Officials have been mulling their desire to follow suit but have yet to present a plan. The elephant in the room is Italy, which has a high 150% debt-to-GDP ratio, and a new right-wing government is picking fights with Brussels. While Italian PM Giorgia Meloni intends to stick to reforms agreed upon by her predecessor Mario Draghi – who was Lagarde's predecessor at the ECB – markets are jittery.

Lagarde and her colleagues are wary of letting Italian debt mature without repurchases, a move that could trigger further selling by bond vigilantes and wrack havoc in markets. I believe doves will prefer swallowing a 75 bps hike over signaling any imminent squeeze to the ECB's balance sheet.

If hawks cede ground on borrowing costs, they will likely demand a plan to rid themselves of holding debt – withdrawing euros from markets. That would be positive for the euro. 

Hawks may also demand new forward guidance, promising vigilance on inflation and raising rates as much as necessary. As mentioned above, hawks are in control. 

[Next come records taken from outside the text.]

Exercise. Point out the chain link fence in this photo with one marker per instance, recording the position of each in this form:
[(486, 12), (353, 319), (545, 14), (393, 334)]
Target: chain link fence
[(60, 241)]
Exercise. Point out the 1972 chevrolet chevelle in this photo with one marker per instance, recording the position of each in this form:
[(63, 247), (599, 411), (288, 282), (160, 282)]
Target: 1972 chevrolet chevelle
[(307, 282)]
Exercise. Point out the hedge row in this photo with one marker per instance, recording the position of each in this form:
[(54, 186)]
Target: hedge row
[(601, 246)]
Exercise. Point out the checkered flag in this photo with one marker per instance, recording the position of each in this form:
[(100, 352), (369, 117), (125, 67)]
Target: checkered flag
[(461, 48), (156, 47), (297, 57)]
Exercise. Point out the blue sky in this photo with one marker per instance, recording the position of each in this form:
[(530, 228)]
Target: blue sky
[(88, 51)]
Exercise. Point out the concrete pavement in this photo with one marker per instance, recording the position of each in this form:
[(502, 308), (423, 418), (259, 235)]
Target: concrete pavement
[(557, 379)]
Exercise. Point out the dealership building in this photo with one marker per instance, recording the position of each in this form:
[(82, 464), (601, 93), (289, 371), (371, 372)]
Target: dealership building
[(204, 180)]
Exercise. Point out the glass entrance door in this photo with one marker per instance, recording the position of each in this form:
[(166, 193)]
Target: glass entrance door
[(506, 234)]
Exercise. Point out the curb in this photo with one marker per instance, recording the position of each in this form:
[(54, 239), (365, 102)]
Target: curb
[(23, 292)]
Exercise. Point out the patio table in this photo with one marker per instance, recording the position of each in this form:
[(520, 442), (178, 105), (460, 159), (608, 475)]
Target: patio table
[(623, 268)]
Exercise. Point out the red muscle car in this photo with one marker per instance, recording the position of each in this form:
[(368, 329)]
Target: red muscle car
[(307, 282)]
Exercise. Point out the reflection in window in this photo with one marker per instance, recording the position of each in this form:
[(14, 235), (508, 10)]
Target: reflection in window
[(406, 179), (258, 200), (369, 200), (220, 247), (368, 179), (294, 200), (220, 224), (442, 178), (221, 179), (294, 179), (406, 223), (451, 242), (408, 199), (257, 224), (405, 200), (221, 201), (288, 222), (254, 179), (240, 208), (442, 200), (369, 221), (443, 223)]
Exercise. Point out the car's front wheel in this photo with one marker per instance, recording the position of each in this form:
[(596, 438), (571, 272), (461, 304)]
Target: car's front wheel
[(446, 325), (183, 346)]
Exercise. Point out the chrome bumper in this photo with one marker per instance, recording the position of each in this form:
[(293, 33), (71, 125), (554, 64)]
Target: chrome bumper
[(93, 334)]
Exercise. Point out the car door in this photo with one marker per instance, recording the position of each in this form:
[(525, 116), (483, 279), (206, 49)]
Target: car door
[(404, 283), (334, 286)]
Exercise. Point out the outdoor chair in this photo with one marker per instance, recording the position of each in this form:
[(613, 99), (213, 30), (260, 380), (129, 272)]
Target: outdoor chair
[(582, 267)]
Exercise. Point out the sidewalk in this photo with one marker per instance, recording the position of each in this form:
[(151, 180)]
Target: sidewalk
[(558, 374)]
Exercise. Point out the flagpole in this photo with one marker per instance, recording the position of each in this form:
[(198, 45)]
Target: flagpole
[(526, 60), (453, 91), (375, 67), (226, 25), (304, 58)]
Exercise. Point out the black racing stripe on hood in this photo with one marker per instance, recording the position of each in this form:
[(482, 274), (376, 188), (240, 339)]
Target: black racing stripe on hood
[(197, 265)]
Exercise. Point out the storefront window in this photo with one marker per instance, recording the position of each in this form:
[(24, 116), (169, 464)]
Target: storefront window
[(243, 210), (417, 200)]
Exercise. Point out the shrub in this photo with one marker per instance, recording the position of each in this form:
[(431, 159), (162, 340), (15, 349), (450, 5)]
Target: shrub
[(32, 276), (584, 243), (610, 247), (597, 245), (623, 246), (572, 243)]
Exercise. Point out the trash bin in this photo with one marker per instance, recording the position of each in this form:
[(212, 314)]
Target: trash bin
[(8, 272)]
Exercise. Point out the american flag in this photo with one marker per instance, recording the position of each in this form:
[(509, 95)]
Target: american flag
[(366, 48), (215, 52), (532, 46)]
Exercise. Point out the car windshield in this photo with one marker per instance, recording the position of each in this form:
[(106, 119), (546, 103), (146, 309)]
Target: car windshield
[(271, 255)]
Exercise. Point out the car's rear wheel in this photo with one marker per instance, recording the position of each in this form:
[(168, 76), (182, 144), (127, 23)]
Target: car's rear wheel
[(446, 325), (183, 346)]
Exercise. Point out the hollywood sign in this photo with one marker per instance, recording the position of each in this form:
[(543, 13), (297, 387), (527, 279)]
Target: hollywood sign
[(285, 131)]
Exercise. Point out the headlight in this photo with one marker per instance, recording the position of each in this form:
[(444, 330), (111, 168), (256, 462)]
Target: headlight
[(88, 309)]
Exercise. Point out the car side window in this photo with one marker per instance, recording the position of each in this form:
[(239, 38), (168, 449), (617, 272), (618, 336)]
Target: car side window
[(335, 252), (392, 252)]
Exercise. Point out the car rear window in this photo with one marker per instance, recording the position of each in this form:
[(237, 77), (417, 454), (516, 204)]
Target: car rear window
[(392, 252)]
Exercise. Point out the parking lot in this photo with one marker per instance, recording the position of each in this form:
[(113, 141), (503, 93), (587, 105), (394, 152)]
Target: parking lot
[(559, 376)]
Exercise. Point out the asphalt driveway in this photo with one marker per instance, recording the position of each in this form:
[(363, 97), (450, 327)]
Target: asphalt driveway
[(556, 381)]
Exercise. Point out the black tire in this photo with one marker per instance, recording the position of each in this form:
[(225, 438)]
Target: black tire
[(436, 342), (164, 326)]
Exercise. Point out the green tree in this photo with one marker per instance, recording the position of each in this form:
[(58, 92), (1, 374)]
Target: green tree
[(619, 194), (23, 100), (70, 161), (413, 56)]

Market reaction and context

As described above, I expect the ECB to opt for another 75 bps rate hike and for this to boost the Euro. The common currency could later retreat if Lagarde's tone is more cautious and as long as the balance sheet reduction remains distant. Such a leap in the Euro and a partial retreat is my baseline scenario.  

Another scenario would be a 50 bps hike but a hawkish message, triggering a drop in the currency's value before a recovery later on. This scenario has a lower probability. In any case, an all-out hawkish outcome or an outright dovish one are both less likely, given the compromises needed within the ECB. 

The ECB announces its decision 75 minutes after the Bank of England and some 18 hours after the US Federal Reserve. Both are projected to slow the pace of hikes from 75 to 50 bps. Seeing Europe lead with another big move would add oomph to the Euro's advance, at least in the initial phase.  

A busy 24 hours of rate decisions:

Source: FXStreet

Final thoughts

As with the Fed decision, it is essential to note that the ECB announcement is a multi-faceted event, including the rate decision, comments on the balance sheet and also new forecasts. These staff projections have proved prone to massive change – or totally unreliable – so I have not focused on them. 

What I do want to reiterate is that the first reaction to the decision is unlikely to be followed by a movement in the same direction but rather by a reversal. Nevertheless, the euro has more chances than not to emerge as a winner from the ECB decision.